This past week we did not meet at Henderson because of fall break, but it gave me some time to think of ways we could improve our weekly rehearsals. The scholars have trouble listening to us and staying on task, and although this is getting better, there is a lot of room for improvement. We should continue to use the strategies Higher Achievement has suggested to us such as: “If you can hear my voice clap once… if you can hear my voice clap twice” and giving very specific directions before they get up and move, that way we always maintain control. With such a big group, I think breaking into three smaller groups will be helpful, especially once we begin looking at the Macbeth script. They are very excited about our section of the play, and I hope they remain as positive once they begin speaking the actual script as I know the language will be very difficult for them. We will need to continue to look into casting as we have very few roles in our section and many children want to play these roles. Parts such as porters, murderers and trees will be easy to add. I look forward to the next rehearsal!

At this meeting, we had to do a little bit of recasting as we received a new member!! Everyone seems happy to be participating and I personally think that’s the best part of theatre.
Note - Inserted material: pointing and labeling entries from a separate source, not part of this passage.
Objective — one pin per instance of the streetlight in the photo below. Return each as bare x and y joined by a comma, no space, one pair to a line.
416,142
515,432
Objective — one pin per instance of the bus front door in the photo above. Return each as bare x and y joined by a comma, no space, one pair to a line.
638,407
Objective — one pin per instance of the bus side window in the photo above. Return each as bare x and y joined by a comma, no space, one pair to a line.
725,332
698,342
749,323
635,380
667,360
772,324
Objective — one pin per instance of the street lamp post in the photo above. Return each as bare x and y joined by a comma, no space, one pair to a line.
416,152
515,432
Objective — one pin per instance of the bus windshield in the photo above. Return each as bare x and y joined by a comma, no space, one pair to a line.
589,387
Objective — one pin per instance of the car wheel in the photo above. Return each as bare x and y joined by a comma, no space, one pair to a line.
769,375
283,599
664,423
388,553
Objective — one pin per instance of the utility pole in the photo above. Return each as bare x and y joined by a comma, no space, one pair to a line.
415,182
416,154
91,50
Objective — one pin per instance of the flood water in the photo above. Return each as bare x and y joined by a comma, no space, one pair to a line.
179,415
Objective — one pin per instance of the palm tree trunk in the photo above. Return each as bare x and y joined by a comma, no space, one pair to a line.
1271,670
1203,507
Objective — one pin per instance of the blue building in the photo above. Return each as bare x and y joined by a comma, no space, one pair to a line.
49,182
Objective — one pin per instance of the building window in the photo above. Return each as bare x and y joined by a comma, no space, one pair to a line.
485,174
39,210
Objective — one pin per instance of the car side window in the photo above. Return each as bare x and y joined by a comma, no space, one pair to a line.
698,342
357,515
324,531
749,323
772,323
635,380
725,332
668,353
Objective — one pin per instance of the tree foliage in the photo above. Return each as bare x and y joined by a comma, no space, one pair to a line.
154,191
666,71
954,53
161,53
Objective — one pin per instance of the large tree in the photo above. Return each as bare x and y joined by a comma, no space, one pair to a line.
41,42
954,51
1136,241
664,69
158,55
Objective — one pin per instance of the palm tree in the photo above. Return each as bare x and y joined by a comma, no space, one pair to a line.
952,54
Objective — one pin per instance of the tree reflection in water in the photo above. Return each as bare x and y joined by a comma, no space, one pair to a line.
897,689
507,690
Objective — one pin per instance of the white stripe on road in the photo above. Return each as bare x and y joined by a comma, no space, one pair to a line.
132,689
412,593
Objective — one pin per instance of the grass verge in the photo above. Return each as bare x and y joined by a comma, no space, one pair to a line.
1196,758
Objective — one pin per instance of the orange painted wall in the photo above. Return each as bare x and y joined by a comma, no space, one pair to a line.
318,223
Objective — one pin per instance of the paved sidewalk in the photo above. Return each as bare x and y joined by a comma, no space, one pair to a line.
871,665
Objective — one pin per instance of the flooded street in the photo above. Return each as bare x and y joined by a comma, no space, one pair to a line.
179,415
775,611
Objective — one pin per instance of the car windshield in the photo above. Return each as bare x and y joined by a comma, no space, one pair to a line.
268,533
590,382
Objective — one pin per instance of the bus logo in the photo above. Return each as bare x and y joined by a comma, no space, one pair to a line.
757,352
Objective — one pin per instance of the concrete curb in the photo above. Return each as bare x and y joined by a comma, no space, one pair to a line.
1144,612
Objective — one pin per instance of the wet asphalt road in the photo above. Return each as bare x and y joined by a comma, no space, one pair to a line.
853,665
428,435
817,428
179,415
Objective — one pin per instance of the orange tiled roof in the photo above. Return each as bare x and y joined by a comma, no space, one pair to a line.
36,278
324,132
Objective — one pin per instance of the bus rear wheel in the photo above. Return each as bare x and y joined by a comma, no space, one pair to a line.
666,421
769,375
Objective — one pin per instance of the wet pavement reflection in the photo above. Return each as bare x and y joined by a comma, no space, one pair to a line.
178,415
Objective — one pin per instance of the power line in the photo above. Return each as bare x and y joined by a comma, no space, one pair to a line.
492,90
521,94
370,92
This week, we got everyone up on their feet to just start reading while being up and moving about with little to no instruction. Which leads into something that I found really cute and a little funny. The OSHER participants were really, really into getting feedback from us, even though we’re not super qualified directors. They asked for us to give them pointers, not just things like “speak louder” or “stand here” but actual acting tips, which I think is really  cool because I (obviously) love theatre and I think this is something that’s probably fairly unique to our group. Next week we formally block the scene!

I wasn’t at the second meeting with the OSHER participants but I heard from my groupmates that they successfully cast our section of the play and that the participants helped in that process so they’d all be happy with their roles. Going forward, I think our plan is to begin blocking the section as well as continue to talk with the participants about props they’d like to use and a few potential costume pieces.

While we did not meet with Henderson this week due to fall break, I did think a lot about how to get the students more involved in the actual acting element. Off of my last post,  I still think it will be beneficial to take 20 minutes of the Macbeth film (2010) and show them part of their act they will be performing. Additionally, I think we will maximize efficiency if we split the group into three and each of us takes a group to talk and practice our scripts in a more personalized setting.

However, a new idea I thought of regarding the actual reading of the script was to start the students off with a very basic script. I hope to brainstorm with Carolina and Jessie about a very well known children’s play and we can print out five minutes worth of a script. Then, we can have our three groups read that out as a warm up exercise. As they get more confident reading and acting aloud, we will introduce them to shakespeare writing, because I expect that to be a challenge.

Lastly, I do not think playing a ton of “giggly” acting games will serve us well, because it will be hard to get them to focus on the activity of reading and understanding shakespeare.

I look forward to meeting with them week 4 as we begin reading the script of Macbeth.